Extending a coax cable with a fiber optic segment

fibernetworking

A lightning strike recently hit a client's cable TV and internet source (a typical RG-6 coax run from the street to the building).

It fried all the networking equipment: modem, router, switches. It even severed some of the CAT-6 cables running through the client's walls. Edit: forgot to mention, it fried DVRs and television sets too.

The client wants to prevent this from ever happening again, and came up with the idea of breaking up the RG-6 coax line with a small segment of fiber.

So my questions are:

1) Can anyone point me to any coax-extending fiber hardware?

2) Would this introduce substantial latency?

Best Answer

Can anyone point me to any coax-extending fiber hardware?

No, coax is broadband (in the radiological sense, not the marking hype sense). Fiber is baseband. You can not convert from one to the other without something processing every discrete signal separately. This takes immensely expensive and complicated equipment.

Would this introduce substantial latency?

Converting from one medium to another typically introduces a few microseconds of latency. Not worth mentioning in most contexts. But this is largely irrelevant in your case.

Your client will want two things:

  1. One well grounded Coax Ground Block. Typically installed at the point of premise entry. The ground wire should be at least 12ga solid core. Consult an electrician if this is not readily available.

    A Coax Ground Block looks like this and are usually installed by the cable company:

    Coax Ground Block

    This device has a high impediance path to ground, which allows the circuit to dissipate static charge and provides a minor path of least resistance to ground. It does not interrupt the path through to your devices under any circumstances however; so any significant lightning strike will go straight through it.
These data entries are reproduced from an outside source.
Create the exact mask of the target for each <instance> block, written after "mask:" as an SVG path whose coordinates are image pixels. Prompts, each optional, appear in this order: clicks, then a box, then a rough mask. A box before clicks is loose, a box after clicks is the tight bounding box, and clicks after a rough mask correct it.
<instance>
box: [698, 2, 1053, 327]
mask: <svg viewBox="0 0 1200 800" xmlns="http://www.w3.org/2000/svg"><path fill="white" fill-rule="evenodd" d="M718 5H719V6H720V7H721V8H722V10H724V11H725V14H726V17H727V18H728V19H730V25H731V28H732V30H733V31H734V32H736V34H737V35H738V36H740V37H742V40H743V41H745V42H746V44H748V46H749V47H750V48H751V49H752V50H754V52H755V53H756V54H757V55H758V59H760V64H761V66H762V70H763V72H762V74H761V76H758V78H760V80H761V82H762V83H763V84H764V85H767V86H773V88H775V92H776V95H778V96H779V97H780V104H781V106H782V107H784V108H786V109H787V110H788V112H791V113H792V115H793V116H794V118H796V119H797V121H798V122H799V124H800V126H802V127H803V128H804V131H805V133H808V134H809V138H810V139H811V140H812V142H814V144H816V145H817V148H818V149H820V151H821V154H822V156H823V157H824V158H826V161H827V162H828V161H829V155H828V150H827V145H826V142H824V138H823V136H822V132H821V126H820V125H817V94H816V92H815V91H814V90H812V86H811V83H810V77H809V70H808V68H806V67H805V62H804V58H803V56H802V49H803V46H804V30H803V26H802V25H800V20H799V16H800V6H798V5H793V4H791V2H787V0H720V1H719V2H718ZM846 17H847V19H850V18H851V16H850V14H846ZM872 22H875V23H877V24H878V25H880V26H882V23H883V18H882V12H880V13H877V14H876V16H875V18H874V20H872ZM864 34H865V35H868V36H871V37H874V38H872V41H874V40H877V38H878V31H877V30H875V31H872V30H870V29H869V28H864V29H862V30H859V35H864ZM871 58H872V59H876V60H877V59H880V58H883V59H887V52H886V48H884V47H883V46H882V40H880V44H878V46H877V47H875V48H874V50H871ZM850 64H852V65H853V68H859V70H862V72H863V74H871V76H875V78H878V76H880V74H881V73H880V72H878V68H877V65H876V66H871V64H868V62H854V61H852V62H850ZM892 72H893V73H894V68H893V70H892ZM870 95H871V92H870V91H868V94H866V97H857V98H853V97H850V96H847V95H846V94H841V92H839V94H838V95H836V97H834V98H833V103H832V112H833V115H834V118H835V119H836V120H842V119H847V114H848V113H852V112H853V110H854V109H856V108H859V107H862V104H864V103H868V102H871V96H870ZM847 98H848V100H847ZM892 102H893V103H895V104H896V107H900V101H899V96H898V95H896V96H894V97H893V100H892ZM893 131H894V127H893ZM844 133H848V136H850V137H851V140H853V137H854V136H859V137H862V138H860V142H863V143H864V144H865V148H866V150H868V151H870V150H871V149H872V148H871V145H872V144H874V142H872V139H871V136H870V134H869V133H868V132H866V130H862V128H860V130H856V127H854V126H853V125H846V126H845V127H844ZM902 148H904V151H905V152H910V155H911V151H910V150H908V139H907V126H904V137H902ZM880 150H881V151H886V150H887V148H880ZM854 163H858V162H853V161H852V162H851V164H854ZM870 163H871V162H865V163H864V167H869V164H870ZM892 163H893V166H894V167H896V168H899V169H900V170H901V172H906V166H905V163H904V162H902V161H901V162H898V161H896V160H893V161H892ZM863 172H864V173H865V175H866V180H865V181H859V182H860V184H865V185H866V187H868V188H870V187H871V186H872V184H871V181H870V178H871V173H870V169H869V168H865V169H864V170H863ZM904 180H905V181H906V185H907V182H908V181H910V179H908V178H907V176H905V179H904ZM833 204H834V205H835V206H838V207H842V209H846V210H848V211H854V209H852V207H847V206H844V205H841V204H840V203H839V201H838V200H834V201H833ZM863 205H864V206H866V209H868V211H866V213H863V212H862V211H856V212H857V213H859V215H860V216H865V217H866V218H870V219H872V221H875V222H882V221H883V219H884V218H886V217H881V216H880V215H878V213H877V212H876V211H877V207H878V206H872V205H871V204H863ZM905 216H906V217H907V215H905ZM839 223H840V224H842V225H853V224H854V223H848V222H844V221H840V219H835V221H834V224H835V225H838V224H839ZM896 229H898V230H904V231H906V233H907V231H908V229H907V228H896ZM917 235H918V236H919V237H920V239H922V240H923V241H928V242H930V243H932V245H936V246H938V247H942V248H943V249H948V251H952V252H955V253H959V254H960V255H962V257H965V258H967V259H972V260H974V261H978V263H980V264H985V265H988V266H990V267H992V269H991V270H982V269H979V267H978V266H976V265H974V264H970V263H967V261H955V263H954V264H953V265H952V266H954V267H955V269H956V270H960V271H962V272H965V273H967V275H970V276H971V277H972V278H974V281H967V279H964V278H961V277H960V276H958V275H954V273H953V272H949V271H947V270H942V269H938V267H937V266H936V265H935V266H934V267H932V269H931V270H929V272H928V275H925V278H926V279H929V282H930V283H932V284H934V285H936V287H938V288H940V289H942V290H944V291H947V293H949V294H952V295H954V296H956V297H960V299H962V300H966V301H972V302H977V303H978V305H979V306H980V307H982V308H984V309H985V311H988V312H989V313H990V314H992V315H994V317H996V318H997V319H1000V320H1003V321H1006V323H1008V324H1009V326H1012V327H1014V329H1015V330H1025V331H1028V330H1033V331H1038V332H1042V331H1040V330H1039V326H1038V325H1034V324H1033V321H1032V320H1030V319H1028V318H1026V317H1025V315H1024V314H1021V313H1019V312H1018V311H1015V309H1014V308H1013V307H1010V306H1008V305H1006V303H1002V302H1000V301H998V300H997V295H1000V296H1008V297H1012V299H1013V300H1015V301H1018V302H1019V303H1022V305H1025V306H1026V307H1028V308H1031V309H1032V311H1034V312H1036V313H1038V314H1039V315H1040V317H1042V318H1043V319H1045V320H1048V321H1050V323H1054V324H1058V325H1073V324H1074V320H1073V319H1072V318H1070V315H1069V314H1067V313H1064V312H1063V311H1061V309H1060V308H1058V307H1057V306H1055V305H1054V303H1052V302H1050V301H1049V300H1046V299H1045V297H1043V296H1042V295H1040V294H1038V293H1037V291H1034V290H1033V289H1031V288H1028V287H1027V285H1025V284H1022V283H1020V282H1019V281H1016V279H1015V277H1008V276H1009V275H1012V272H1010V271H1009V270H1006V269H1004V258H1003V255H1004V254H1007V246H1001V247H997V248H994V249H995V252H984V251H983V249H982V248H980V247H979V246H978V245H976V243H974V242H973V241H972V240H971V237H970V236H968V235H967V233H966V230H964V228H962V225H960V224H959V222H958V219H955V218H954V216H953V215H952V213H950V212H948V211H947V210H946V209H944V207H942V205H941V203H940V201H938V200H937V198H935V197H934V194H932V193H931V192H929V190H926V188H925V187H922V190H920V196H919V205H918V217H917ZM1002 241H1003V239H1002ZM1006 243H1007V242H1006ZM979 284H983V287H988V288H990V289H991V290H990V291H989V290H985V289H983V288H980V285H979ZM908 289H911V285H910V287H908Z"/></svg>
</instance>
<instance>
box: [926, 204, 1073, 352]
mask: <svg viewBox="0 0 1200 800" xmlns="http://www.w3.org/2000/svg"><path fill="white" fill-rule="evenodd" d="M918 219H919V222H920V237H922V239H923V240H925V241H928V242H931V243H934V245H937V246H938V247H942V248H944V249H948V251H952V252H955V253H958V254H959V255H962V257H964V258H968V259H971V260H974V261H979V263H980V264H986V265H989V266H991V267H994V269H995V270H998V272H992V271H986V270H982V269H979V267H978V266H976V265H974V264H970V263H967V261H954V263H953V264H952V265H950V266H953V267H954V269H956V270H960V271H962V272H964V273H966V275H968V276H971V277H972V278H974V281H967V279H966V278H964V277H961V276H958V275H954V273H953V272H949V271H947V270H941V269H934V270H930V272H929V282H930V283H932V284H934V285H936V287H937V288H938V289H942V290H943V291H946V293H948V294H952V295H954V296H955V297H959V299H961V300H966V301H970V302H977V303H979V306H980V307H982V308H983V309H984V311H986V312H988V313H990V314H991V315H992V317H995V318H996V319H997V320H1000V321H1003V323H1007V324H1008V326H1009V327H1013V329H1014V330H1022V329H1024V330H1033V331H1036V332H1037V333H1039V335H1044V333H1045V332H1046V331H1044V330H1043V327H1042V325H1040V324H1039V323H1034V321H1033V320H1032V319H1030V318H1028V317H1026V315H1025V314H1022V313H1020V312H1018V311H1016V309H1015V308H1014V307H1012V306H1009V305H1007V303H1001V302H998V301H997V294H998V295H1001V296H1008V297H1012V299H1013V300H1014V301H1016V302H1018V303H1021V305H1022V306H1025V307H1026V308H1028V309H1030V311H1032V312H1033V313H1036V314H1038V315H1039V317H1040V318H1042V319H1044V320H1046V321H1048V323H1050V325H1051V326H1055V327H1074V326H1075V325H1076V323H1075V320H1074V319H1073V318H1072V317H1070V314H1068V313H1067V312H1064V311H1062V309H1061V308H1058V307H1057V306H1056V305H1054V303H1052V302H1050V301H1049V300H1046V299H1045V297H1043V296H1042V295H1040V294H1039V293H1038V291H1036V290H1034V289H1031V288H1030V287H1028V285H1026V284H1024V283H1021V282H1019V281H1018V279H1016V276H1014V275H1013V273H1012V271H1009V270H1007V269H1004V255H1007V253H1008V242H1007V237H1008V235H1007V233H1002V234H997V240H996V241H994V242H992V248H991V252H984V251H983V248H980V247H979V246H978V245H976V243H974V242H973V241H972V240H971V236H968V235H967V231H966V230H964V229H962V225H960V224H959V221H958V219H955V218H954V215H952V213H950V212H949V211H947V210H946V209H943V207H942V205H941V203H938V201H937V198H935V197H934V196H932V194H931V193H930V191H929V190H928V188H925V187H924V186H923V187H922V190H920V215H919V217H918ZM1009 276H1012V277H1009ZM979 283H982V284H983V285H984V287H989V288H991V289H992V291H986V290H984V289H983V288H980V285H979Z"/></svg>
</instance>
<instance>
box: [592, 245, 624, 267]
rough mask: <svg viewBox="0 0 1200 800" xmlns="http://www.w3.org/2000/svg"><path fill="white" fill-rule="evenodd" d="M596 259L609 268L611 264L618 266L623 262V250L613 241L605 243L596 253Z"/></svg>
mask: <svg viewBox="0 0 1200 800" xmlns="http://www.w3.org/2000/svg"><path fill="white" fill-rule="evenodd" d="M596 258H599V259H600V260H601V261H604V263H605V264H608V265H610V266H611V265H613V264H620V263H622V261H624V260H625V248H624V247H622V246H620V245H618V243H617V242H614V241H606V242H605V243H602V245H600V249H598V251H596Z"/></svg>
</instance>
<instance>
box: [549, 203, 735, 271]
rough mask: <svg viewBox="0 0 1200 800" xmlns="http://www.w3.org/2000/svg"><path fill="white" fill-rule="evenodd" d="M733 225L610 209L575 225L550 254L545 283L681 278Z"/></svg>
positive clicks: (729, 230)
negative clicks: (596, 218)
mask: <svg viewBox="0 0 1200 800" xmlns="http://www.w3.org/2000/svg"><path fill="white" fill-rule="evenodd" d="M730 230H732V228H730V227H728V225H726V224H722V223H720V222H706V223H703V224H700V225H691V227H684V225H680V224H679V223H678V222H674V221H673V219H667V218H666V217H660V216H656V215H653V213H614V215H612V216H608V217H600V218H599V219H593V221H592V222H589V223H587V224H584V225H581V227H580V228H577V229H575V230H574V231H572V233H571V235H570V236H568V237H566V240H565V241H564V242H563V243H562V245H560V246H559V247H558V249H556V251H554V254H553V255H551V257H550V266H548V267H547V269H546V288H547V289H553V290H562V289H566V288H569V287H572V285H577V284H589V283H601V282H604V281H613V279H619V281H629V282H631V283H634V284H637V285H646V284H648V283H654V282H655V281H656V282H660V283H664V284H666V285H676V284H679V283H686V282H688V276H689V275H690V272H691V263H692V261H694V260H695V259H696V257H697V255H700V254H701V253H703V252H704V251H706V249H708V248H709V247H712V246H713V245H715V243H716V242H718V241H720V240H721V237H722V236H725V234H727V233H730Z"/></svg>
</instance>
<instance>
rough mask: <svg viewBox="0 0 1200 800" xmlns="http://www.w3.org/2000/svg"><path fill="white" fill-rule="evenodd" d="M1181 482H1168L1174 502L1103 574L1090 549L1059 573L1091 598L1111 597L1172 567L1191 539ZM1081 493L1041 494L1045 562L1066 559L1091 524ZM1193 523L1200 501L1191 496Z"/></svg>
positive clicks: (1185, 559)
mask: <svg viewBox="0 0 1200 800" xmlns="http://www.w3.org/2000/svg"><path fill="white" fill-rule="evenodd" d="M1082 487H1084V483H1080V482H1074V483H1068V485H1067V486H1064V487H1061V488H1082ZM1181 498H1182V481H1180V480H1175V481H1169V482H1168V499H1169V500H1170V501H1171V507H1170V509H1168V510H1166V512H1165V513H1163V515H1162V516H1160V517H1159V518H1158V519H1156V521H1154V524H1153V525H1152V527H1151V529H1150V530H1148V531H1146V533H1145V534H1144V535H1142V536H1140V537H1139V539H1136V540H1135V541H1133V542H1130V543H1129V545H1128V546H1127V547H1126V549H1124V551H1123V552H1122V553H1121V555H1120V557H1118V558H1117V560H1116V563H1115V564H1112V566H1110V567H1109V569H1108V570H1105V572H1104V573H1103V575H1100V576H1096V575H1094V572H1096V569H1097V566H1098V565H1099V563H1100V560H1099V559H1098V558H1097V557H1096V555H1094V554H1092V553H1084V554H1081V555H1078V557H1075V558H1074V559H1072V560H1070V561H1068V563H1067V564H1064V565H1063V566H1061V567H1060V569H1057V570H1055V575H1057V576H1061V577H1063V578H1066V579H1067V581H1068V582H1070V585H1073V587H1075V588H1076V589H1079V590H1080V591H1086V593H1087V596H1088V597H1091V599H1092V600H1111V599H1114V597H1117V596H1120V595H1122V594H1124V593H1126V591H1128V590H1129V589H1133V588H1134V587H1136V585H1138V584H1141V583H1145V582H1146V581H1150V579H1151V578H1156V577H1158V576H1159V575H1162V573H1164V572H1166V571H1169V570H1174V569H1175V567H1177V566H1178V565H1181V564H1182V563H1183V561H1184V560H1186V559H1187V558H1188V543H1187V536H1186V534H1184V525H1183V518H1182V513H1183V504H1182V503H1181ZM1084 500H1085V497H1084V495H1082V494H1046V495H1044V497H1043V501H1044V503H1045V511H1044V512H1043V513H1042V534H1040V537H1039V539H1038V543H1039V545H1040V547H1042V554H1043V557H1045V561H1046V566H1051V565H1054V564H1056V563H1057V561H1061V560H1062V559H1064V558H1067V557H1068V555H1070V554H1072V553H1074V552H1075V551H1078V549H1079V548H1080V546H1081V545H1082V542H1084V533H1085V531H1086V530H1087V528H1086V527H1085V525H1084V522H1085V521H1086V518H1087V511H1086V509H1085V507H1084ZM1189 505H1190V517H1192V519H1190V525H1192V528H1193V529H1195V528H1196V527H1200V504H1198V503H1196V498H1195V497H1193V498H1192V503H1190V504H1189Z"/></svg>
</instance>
  2. One F-Type Lightning Protector. Get a few replacement tubes as they can be hard find the right size for older protectors. This too needs to be well grounded, at least as well as the ground block, and must be connected to the same ground source.

    A F-Type Lightning Protector is not commonly installed by the cable company:

    F-Type Lightning Protector

    This device has no link between the signal path and ground. It has a "tube" in the middle with a fusible link (ie, it melts easily upon heavy load and the ends "pull back" from the center making the "jump" through the center harder the hotter it gets - high end models are filled with arc suppression gas, but most are just filled with plain CO2). When the fusible link melts it routes the "incoming" circuit to ground, disconnecting the "outgoing" signal path completely. The one pictured is a cheap ($20-25 USD as of writing) model without a replicable tube.

Typically each piece of grounded equipment has it's own green 12ga+ wire running back to nearby electrical box with a ground bus. If a box is not available nearby then the individual grounds are aggregated to eliminate the potential for ground loops. Any building built in the last few decades will have a good ground system - if in doubt get an electrician to look it over.